Next, Arroyo et al. (2016) uncovered dopaminergic signaling as the underlying mechanism for wave-dependent modulation of ipRGC gap junction networks. They used the novel cell-based neurotransmitter fluorescent engineered reporters (CNiFERs), which are engineered cells expressing the dopamine receptor D2 (DRD2) and a FRET-based Ca 2+ indicator. The CNiFERs show an enhanced FRET ratio when there is an increase in extracellular dopamine. When depositing CNiFERs on the inner limiting membrane of the retina and simultaneously performing whole-cell voltage clamp and FRET imaging, the authors found a correlation between retinal waves and FRET transients, strongly suggesting that retinal waves induce dopamine release ( Arroyo et al., 2016 ). Subsequent pharmacological blockade of DRD1, but not DRD2 increased the number of light-responsive cells, likely through increasing the extent of ipRGC coupling networks. These results suggest that wave-dependent modulation of ipRGC gap junction networks is achieved through regulation of the strength of dopaminergic signaling in the developing retina. Intriguingly, one recent study in adult retina shows that ipRGCs signal to dopaminergic amacrine cells through intra-retinal axon collaterals, suggesting a possible reciprocal regulation in which ipRGCs control dopamine release, thereby modulating their gap junction networks ( Prigge et al., 2016 ).
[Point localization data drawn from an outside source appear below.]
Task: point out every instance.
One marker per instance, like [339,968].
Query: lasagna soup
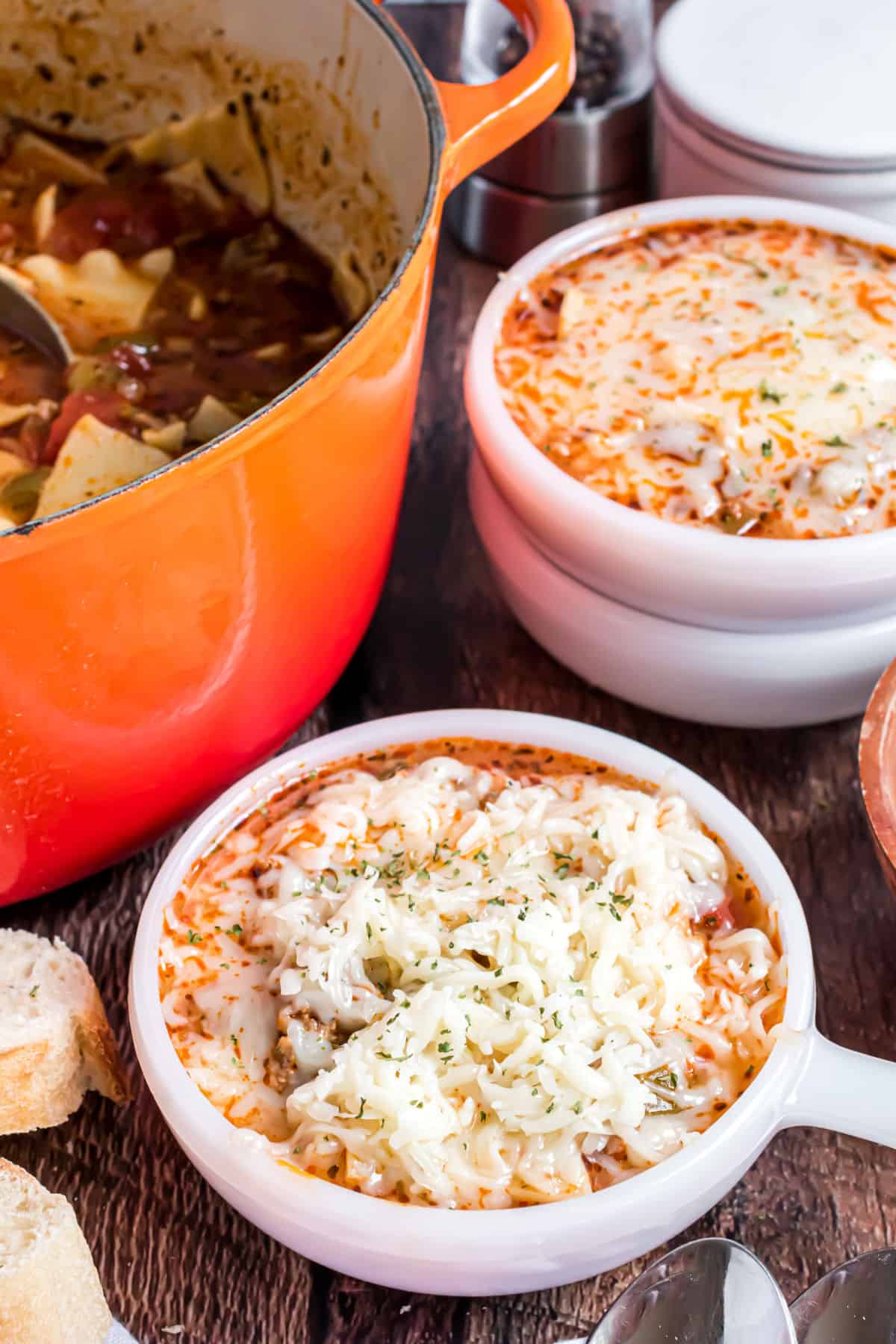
[731,376]
[186,302]
[470,976]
However, it is important to note that dopamine is released by dopaminergic amacrine cells and exerts its effect through volume transmission, which essentially affects all the retinal cell types expressing dopamine receptors. Among five dopamine receptor subtypes (DRD1-5), DRD1, 2, 4, and 5 are shown to be expressed in rodent ipRGCs ( Sekaran et al., 2005 ; Van Hook et al., 2012 ), and DRD4 signaling is involved in circadian photoentrainment ( Jackson et al., 2011 ). Future analysis of the role of these dopamine receptor subtypes in regulating ipRGCs gap junction networks should be conducted using both pharmacological and genetic manipulation of these receptors. Interestingly, activation of A1 and muscarinic acetylcholine receptors on ipRGCs by adenosine and acetylcholine, respectively, has recently been shown in neonatal retina to influence light responses ( Sodhi and Hartwick, 2014 , 2016 ). The way in which other neurotransmission pathways interact to modulate the extent of ipRGC gap junction networks might be more complex than previously imagined.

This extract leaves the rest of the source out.